Les spécialistes de l’élevage africain rappellent que s’il est primordial d’accroître la production de lait et de viande par animal, notamment pour éviter l’expansion de la production de bétail dans des habitats naturels sensibles, cette volonté ne doit pas perdre de vue la façon dont les bovins se sont adaptés à des environnements spécifiquement africains.
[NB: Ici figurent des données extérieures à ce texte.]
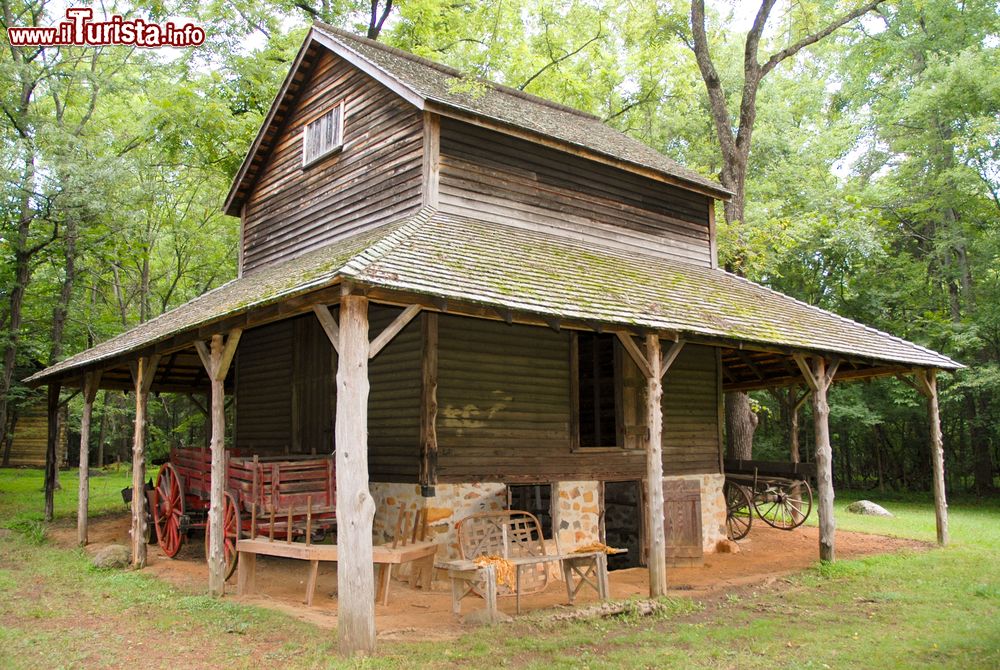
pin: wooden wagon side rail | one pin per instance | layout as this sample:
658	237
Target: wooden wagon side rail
770	468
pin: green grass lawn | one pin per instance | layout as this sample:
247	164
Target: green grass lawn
925	609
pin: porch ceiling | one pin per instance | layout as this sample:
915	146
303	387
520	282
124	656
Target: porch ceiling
467	266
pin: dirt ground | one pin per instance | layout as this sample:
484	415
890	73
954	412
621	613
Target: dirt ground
414	614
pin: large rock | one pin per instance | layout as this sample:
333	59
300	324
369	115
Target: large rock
113	556
868	508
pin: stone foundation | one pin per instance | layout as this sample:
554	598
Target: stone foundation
576	514
713	508
576	510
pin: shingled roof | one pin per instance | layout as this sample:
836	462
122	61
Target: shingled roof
532	273
437	87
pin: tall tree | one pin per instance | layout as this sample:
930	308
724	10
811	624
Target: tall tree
735	134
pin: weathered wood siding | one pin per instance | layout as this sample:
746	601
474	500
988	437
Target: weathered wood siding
394	401
264	366
504	409
690	413
286	393
498	178
374	179
31	437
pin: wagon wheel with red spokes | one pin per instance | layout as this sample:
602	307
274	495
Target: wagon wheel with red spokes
230	532
785	504
168	510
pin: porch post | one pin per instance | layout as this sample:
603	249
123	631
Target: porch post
654	470
819	376
216	361
355	507
50	450
927	385
142	376
91	381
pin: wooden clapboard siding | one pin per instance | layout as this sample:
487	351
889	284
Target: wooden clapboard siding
394	401
504	409
374	179
312	388
494	177
690	413
264	368
31	436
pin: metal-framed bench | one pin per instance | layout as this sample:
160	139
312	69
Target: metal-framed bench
516	536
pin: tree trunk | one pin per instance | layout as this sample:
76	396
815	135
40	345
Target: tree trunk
355	507
91	380
50	450
741	423
654	471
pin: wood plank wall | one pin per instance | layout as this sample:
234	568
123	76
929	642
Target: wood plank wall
375	179
494	177
503	394
264	364
504	414
394	401
31	437
286	394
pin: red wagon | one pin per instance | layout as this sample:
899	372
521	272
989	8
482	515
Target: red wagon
274	496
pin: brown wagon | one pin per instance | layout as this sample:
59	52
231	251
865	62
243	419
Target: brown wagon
285	497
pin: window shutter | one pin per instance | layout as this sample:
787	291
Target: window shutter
323	135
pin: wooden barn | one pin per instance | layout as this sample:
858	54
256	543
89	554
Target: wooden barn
479	299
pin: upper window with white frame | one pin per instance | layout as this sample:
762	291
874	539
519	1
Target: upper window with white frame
323	135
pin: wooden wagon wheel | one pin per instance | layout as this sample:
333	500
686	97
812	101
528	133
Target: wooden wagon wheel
784	504
230	532
169	510
739	514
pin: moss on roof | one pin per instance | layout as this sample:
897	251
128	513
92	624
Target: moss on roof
509	267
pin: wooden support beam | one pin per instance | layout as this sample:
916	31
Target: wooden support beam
217	359
819	375
505	314
637	355
392	330
428	404
750	364
329	324
670	356
51	466
143	371
355	507
431	159
927	385
657	559
91	382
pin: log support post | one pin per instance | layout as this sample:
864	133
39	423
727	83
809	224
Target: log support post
91	382
355	507
819	373
653	364
428	404
143	372
927	385
217	357
51	451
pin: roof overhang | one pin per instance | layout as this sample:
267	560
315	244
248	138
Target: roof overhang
431	260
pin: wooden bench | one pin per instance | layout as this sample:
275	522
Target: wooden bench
420	553
516	536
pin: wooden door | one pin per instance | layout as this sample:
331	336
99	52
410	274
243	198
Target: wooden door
682	522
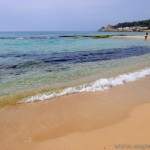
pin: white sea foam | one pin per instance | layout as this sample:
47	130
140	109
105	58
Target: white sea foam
98	85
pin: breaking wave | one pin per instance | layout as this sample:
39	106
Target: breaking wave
99	85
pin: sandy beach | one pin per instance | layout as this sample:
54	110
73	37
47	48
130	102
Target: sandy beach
83	121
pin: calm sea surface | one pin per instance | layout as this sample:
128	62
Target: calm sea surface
35	61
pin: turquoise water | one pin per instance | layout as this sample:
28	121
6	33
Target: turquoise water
43	60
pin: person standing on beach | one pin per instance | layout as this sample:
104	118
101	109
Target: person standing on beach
146	36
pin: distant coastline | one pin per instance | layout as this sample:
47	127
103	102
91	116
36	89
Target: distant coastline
136	26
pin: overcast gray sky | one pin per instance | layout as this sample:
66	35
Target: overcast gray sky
69	15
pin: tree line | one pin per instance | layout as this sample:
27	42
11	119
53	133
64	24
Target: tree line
143	23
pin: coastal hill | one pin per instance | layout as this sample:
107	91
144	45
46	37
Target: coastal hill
139	26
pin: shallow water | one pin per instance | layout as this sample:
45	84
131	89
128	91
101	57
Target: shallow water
33	61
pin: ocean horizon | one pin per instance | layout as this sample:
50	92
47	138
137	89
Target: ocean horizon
34	63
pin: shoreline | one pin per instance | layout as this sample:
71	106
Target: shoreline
132	36
97	85
80	121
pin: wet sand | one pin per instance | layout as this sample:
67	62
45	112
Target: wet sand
82	121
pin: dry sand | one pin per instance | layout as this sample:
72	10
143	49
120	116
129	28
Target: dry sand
86	121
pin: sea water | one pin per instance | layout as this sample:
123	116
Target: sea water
42	61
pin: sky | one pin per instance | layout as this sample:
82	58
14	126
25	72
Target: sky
69	15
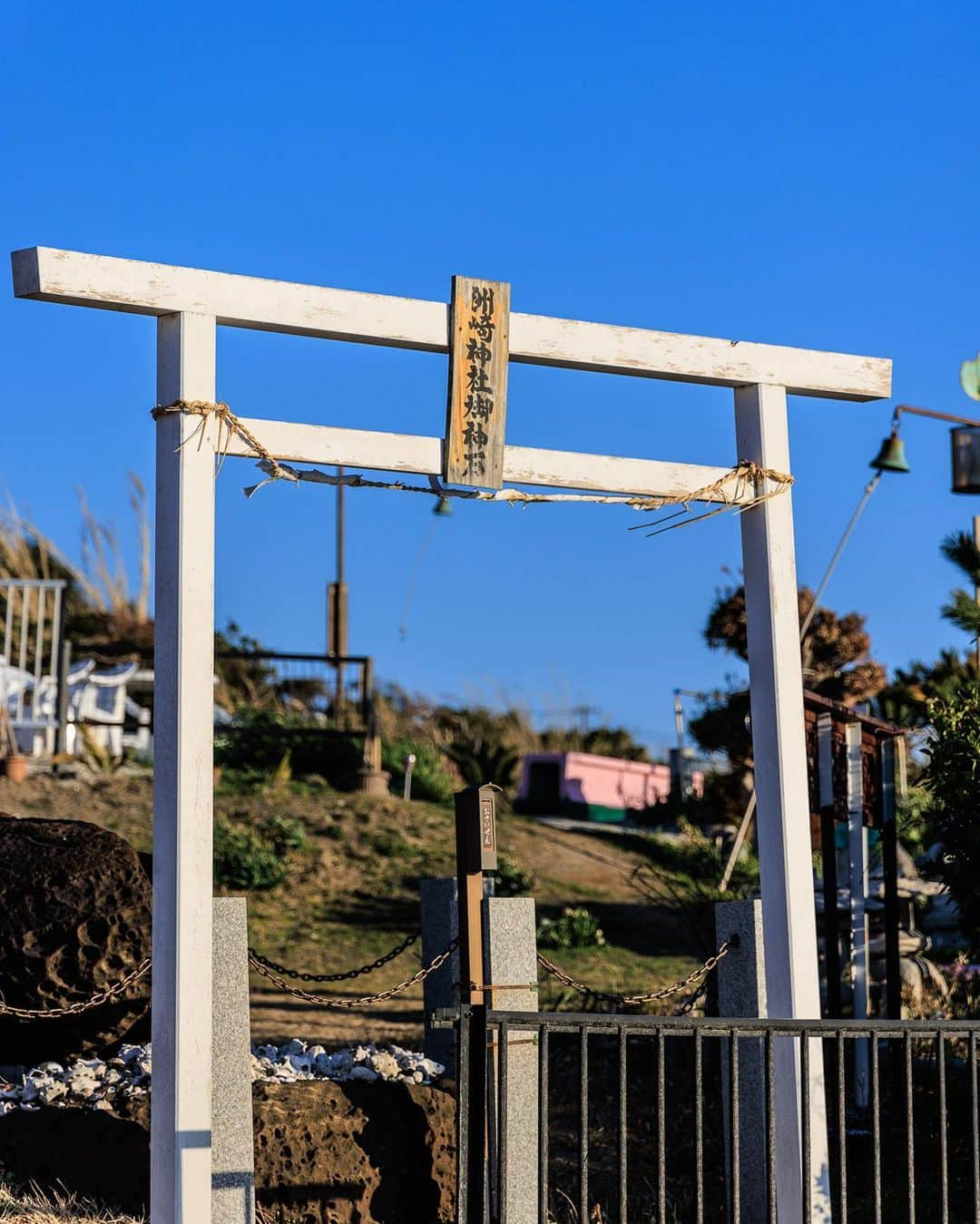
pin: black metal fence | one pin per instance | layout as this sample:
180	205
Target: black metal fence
324	688
668	1121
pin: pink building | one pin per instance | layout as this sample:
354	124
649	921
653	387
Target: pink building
590	788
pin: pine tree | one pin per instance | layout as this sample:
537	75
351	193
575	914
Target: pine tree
961	549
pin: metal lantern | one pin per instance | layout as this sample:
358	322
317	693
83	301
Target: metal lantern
965	459
892	455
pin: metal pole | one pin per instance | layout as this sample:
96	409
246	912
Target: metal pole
340	611
858	511
976	589
747	820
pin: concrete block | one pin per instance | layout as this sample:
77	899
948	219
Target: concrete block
510	953
232	1157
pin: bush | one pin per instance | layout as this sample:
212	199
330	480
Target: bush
262	740
255	857
431	778
954	779
575	928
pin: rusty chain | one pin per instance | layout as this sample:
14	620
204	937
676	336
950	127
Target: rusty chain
365	1000
635	1000
76	1009
273	972
257	958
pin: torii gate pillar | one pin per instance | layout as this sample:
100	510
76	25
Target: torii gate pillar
183	778
779	753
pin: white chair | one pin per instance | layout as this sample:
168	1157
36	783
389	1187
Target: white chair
102	707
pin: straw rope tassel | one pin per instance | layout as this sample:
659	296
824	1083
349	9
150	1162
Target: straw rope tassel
727	492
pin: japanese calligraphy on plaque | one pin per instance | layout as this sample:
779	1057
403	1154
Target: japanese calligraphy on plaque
478	350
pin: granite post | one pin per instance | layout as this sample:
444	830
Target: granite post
741	995
510	954
232	1158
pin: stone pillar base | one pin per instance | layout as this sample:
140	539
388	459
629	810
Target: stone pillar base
373	781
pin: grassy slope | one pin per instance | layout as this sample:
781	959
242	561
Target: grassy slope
352	893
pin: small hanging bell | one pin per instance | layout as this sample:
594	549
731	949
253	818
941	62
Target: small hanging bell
892	455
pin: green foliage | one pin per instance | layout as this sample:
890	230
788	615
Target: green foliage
961	549
485	746
603	740
908	698
969	377
954	778
255	856
263	739
512	880
431	776
389	844
914	819
575	928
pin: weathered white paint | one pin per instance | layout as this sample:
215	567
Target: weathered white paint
144	288
860	982
182	789
523	465
783	820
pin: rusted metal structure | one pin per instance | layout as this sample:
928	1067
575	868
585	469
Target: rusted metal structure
857	772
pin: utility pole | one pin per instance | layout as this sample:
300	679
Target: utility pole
337	606
976	589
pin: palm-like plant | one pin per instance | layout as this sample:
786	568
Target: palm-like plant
961	549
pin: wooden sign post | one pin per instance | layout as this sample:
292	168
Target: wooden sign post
478	353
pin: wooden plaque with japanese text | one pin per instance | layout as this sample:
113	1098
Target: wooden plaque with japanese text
478	350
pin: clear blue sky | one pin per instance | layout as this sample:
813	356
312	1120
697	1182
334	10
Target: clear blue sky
803	175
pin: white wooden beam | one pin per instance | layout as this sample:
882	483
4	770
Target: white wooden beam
134	285
783	823
183	776
860	977
523	465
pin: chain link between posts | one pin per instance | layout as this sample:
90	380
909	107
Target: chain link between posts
263	962
635	1000
76	1009
318	1000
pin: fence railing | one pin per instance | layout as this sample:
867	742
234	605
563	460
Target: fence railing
319	686
666	1119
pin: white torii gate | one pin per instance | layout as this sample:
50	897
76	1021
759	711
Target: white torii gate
190	305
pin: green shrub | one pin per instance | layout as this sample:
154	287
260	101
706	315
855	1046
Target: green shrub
954	779
389	844
431	778
575	928
262	740
255	857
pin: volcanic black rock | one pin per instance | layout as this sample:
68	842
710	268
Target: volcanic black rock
74	917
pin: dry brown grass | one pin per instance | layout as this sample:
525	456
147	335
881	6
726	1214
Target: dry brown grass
35	1207
102	578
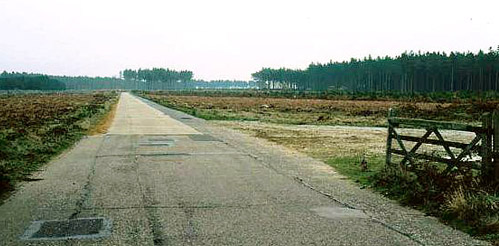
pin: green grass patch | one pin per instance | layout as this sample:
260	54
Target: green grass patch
470	208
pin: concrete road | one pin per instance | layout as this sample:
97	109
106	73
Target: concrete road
160	177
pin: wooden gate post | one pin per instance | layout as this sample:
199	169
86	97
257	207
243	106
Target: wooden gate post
495	146
389	140
487	168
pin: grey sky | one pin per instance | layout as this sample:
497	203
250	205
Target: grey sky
230	39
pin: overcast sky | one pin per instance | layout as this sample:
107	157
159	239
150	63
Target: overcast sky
231	39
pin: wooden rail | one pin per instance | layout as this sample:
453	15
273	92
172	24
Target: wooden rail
485	143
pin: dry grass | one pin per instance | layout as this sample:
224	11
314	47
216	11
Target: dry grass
320	111
103	125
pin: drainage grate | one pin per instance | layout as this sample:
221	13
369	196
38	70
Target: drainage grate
202	137
85	228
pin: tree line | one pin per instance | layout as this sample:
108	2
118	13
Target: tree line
24	81
406	73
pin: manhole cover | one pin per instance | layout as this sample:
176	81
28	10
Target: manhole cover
84	228
340	213
202	137
158	142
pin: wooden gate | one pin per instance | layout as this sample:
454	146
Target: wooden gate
484	145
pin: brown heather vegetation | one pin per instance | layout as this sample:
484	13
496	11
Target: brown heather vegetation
35	127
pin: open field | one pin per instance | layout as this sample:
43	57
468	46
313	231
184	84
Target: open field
323	129
320	111
36	127
343	148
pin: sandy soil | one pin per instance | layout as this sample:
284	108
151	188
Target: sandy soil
324	142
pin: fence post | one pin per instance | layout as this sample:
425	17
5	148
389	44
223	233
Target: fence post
389	140
487	169
495	146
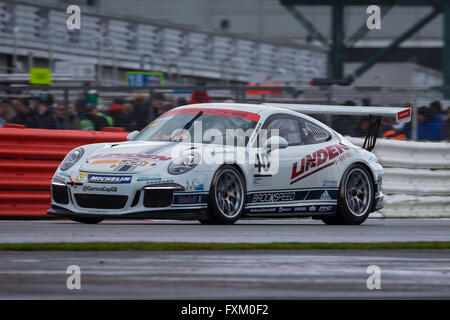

« Il est important de savoir que l’élevage de bovins joue depuis longtemps un rôle vital pour la santé et les ressources des communautés africaines, » a déclaré Jimmy Smith, directeur général de l’ILRI. « L’accent mis sur la résilience des bovins, qui a guidé les efforts passés, doit être l’élément fondamental des futurs travaux visant à assurer la durabilité de la production de bétail dans l’Afrique sub-saharienne. » 

(ILRI/wi)

Référence :
Kim, K., Kwon, T., Dessie, T. (ILRI), Dong Ahn Yoo, Okeyo, M.A. (ILRI), Jisung Jang, Samsun Sung, Saet Byeol Lee, Salim, B., Jaehoon Jung, Heesu Jeong, Mekuriaw, G., Tijjani, A. (ILRI), Dajeong Lim, Seoae Cho, Sung Jong Oh, Hak-Kyo Lee, Jaemin Kim, Choongwon Jeong, Kemp, S. (ILRI), Hanotte, O. (ILRI) and Heebal Kim. “The mosaic genome of indigenous African cattle as a unique genetic resource for African pastoralism.” Nature Genetics, 28 Sep 2020.